2022 romance, first of a trilogy. Delilah got out of the tiny Oregon
town of Bright Falls the instant she could, building an
art-photography career in New York and leaving her perfect stepsister
Astrid with the rest of the Mean Girls. But now Astrid is getting
married and wants to employ her as photographer, and Delilah could
really use the money…
But she's not happy about it, and when Claire, one of the
aforementioned Mean Girls, comes on to her in the town's only bar,
Delilah thinks it could be amusing to let Claire succeed and tell her
next morning that she's the spooky girl they all excluded back in the
day. It doesn't work out that way, though.
(Yeah, this is a very American fantasy. A fantasy of a town so small
that there's only one bar, because Small Towns Good, and yet nobody's
anti-gay and skin colour doesn't matter. A fantasy in which someone
can run a small bookshop in said small town, and somehow it doesn't
burn them out trying not to go under in the face of Amazon.

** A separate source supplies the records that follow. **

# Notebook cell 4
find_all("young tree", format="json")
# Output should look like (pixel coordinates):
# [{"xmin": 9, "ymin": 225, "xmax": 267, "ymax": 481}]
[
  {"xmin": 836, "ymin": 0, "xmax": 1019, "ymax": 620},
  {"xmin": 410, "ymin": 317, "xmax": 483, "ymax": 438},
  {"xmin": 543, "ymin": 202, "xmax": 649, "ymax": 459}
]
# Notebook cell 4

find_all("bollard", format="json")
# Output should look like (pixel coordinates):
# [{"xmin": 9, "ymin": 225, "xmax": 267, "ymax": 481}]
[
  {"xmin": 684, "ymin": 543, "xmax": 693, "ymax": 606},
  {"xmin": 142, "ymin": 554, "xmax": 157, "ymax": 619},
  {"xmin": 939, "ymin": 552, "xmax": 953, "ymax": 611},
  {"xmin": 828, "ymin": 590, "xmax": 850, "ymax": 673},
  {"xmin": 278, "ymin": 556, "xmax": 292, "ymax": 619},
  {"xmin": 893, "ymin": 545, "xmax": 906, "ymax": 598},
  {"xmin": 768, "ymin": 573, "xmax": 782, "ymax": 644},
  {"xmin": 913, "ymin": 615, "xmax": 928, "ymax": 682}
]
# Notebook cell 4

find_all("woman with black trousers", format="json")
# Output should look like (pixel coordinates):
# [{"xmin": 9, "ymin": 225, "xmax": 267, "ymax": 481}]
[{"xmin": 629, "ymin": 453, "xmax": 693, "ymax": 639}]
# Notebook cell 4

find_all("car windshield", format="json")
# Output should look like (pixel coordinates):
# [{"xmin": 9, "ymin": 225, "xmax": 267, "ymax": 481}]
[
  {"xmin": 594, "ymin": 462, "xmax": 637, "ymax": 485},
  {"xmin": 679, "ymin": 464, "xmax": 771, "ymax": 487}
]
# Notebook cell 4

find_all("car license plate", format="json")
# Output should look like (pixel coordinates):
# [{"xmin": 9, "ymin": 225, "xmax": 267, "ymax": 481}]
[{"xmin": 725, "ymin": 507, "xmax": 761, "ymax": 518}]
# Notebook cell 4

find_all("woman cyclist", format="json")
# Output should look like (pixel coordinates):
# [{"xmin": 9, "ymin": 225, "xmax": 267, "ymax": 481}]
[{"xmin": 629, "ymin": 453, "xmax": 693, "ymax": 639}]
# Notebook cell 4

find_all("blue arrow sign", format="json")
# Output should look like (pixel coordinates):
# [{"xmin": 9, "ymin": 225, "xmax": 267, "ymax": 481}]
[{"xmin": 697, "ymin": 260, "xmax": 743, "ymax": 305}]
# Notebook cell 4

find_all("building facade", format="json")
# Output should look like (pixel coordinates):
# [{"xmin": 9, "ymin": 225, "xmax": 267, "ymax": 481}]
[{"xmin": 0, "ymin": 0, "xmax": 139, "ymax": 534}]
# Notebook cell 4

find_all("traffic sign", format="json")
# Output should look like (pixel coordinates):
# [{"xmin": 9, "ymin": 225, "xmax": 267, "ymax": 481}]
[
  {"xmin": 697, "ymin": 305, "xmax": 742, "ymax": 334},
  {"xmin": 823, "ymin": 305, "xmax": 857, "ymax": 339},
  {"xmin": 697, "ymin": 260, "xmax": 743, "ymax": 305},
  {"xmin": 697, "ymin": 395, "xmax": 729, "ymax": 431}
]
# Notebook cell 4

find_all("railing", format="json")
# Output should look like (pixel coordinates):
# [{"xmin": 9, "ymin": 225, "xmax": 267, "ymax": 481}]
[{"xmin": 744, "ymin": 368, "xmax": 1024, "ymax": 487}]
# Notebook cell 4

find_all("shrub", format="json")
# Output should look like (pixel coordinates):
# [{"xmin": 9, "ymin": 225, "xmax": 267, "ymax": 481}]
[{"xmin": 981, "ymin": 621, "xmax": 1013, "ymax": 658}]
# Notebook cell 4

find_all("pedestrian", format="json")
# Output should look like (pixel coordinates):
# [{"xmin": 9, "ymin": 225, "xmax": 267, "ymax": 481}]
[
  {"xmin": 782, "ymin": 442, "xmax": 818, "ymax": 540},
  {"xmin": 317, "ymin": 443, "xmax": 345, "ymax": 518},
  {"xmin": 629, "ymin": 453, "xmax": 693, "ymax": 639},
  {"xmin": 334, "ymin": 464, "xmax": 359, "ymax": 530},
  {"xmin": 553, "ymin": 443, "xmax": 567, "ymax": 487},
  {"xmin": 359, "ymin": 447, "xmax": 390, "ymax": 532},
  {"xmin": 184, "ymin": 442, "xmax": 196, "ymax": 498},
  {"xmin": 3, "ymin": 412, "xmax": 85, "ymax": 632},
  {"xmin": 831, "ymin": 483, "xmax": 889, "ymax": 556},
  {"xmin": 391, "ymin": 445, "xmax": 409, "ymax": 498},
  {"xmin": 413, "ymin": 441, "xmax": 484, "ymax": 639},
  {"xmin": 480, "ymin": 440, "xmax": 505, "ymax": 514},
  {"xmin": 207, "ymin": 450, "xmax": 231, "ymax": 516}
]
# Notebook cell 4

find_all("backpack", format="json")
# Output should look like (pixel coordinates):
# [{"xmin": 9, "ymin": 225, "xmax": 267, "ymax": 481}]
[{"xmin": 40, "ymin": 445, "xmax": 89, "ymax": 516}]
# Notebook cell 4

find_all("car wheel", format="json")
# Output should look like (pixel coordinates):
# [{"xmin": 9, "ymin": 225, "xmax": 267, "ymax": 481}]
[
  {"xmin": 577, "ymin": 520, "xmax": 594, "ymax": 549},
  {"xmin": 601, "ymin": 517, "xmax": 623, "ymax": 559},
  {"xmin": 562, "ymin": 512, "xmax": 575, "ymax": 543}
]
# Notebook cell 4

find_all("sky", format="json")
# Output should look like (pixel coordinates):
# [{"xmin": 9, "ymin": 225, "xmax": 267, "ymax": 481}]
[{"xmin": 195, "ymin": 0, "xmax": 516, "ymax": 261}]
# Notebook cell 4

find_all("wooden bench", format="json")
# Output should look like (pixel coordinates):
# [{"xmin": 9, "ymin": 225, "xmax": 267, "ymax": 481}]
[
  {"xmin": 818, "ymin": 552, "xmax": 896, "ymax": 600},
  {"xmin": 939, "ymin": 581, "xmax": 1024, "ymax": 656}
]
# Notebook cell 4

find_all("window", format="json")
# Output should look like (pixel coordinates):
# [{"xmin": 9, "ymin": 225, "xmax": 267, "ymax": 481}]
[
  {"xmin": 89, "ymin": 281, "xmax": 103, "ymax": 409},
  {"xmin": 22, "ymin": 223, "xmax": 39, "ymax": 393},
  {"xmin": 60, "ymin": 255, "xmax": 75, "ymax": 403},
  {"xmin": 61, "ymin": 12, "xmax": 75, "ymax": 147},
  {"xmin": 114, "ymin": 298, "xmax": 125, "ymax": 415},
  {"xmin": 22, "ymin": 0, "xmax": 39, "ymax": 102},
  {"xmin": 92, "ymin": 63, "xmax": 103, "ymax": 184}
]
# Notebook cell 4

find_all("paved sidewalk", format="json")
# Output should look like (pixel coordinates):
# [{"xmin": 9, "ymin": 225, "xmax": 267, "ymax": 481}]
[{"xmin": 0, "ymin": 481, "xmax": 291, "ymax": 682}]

Indeed, a
fantasy in which owning your own business, whether that's construction
or photography or bookselling or interior design, puts you on
basically an equal social footing with everyone else who does that;
and nobody here is an employee as more than a temporary phase.)
Claire got pregnant, dumped her life plans to keep the baby, and then
the asshole walked out on her. She's been doing the single mother
thing and running the bookshop, but now the ex has come back and keeps
promising amazing things, forcing her into the role of No-Fun Mother
to her ten-year-old.
That's the least of it; both our protagonists have more complicated
backstories, which are only gradually revealed. Delilah is snarky and
doesn't do commitment; Claire is a nice girl and doesn't do casual.

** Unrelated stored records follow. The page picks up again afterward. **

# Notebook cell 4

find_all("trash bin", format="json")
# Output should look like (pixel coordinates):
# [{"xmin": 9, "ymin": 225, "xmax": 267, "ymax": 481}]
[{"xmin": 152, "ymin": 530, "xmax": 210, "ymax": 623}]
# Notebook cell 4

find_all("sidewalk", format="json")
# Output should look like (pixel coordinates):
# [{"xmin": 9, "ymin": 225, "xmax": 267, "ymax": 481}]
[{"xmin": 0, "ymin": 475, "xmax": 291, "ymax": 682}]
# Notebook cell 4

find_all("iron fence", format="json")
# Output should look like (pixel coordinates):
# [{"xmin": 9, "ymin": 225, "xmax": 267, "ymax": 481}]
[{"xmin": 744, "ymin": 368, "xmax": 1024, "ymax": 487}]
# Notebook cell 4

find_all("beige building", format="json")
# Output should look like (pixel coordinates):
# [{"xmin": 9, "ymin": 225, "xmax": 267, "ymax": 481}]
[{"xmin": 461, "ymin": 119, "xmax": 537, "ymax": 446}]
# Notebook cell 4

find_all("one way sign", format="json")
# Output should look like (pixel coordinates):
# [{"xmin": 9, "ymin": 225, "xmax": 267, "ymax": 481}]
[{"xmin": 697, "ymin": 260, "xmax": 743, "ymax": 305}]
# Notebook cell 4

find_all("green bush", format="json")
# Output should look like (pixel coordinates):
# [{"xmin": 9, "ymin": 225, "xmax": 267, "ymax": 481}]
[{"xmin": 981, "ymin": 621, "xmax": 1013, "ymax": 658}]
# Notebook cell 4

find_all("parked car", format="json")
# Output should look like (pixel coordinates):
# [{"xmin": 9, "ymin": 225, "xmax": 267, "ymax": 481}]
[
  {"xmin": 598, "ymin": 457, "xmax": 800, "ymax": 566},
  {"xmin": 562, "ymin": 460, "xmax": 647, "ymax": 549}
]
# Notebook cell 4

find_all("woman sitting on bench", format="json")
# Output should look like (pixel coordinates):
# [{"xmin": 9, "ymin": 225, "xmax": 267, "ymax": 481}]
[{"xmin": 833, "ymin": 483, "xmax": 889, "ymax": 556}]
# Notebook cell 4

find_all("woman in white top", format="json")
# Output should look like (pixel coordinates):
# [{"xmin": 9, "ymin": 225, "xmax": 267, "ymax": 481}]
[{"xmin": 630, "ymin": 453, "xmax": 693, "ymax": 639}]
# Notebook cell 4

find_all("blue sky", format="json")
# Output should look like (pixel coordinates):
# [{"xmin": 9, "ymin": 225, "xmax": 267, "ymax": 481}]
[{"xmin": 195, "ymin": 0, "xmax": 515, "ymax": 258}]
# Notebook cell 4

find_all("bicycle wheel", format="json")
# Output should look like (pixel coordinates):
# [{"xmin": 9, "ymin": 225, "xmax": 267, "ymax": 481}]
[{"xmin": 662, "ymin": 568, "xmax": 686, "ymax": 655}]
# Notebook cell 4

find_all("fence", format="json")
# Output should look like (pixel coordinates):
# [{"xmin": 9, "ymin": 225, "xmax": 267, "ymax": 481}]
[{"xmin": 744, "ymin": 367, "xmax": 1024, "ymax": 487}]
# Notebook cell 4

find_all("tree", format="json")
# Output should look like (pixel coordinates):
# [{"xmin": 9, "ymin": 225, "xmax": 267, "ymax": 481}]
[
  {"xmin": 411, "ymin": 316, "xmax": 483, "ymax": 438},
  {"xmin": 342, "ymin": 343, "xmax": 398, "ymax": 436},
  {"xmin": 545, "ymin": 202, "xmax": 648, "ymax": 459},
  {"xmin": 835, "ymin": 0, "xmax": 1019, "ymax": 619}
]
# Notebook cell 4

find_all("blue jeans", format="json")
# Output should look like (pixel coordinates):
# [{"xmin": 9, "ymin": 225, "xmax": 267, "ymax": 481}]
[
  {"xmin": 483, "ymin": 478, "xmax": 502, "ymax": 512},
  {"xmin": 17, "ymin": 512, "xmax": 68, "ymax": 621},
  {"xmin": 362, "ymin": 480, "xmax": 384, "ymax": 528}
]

But neither of them can deny that they have a chemistry that goes
beyond the bedroom.
Even better, this isn't just a story of their romance. Astrid's
prospective husband seems to be a really horrible person, if socially
acceptable, and her friends can't see why she's having anything to do
with him. And Delilah may not think much of Astrid, but she also
can't see why the two of them are together, so she gets drawn into
conspiracy with the former Mean Girls to prod the fiancé into behaving
so abominably that even Astrid must see him for what he is. And
there's Claire's daughter and ex. And Astrid's mother, with whom both
Astrid and Delilah have complicated relationships. It all comes
together rather effectively, and even a third-act breakup both seems
plausible in its own right and leaves me feeling that the couple might
just still work out in the long term.
The whole ritual of expensive wedding preparation reminded me
slightly, of Nora Roberts' Bride Quartet, but there's less of the
casual flaunting of wealth here. These people have real problems to
overcome that are quite separate from questions of who's marrying or
sleeping with whom, and the whole thing is stronger for it.